Крик проститутки в час ночной
Висит проклятьем над страной.[48]
 
   Это была игра в прятки. Семилетний сэр Джон едва успел спрятаться в шкафу, как в комнату вошла графиня Солсбери. Он забрался в самый дальний угол шкафа, за мамины юбки. Графиня рывком распахнула дверцы шкафа и схватила его за горло. Он попытался было крикнуть ей, чтобы она немедленно прекратила, но не смог издать ни звука и почувствовал, что вот-вот задохнется. Потом он понял, что это не графиня Солсбери, а Лола вцепилась ему в шею мертвой хваткой.
   «Что, скверный мальчишка, — сказала Лола, — опять играл с голубыми подвязками и юбками своей матери?» С этими словами она резко швырнула его на пол. Над ним тут же черной тенью навис граф Дракулаталис и прошептал: «Причастие крови — вот истинное причастие. Его принимают раз в месяц, когда Луна заключает Землю в свои объятия. Бери и пей».
   Какие-то странные люди с кроваво-красными глазами и в балахонах бродили, ссутулившись, по саду и распевали: «Йо Йо Йо Сабао Курие Абраксас Курие Мейтрас Курие Фалле. Йо Пан Йо Пан Пан Йо Ишурон Йо Атанатон Йо Абротон Йо ИАО. Хайре Фалле Хайре Панфаге Хайре Пангенитор. Хагиос Хагиос Хагиос ИАО!»

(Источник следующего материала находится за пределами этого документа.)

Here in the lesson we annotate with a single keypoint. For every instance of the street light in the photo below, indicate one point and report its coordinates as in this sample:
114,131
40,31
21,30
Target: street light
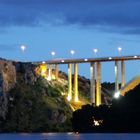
72,52
23,48
53,54
95,51
119,50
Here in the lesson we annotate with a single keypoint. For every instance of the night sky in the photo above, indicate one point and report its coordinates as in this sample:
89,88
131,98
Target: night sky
63,25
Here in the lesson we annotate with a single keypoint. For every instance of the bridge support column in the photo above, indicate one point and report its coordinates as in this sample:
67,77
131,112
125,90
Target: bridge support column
69,82
98,84
75,82
116,76
92,83
56,71
122,73
50,72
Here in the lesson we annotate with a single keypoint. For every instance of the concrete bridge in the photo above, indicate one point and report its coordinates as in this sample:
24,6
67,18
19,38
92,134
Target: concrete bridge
95,74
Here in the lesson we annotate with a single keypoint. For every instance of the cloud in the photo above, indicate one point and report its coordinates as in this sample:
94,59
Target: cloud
5,47
115,15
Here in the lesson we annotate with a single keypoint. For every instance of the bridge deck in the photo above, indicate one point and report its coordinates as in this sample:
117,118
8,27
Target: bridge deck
87,60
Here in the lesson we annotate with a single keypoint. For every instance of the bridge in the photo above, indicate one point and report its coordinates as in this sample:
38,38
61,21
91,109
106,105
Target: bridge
95,74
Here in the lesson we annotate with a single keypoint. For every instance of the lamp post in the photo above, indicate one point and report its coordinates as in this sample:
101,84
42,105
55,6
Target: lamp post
95,51
119,50
72,53
23,48
53,54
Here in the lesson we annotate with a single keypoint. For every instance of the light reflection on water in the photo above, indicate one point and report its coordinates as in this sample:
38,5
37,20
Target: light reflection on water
68,136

   Оскар Уайльд в кепи Шерлока Холмса склонился над пенисом сэра Джона, изучая его в увеличительное стекло. «Очень, очень длинный, — торжественно произнес он, — но очень, очень красивый».
   Какая-то форма материализовалась во влажном воздухе: синяя лента, отделанная золотом по краям, голубая вельветовая мантия, золотая нагрудная цепь из двадцати шести звеньев, Святой Георгий, сражающийся с драконом…
   И вдруг за всем этим из темноты возник огромный и ужасающий Пан, и Лола нагнулась, чтобы поцеловать его гигантский восставший орган.
   «Черинг-Кросс! Черинг-Кросс! — прокричал проводник. — Все мистики сходят на Черинг-Кросс!»
   Когда сэр Джон сошел с поезда, взгляды всех, кто стоял на перроне, немедленно обратились на него. Он посмотрел вниз и с ужасом обнаружил, что на нем надета юбка его матери.
   Сэр Джон моргнул и начал медленно преодолевать зыбкую границу между сном и явью. Когда он окончательно проснулся, комнату уже заливал теплый солнечный свет. Ночь и ее темные слуги исчезли, растаяли в воздухе, прямо в воздухе прозрачном.
   Он позавтракал в очень плохом настроении. «Близится война между сверхдержавами, которая может уничтожить европейскую цивилизацию или отбросить нас в средние века», — всего лишь несколько недель назад с неподдельной тревогой в голосе заметил Грейсток. Неужели злые боги древних языческих культов, те злые сущности, которых Лола и ее друзья пытаются снова выпустить на волю, готовят такой страшный конец эпохе просвещения и прогресса? А может быть, он просто слишком серьезно воспринимает хаотический символизм сна, в котором причудливо смешались элементы готического романа и черной магии?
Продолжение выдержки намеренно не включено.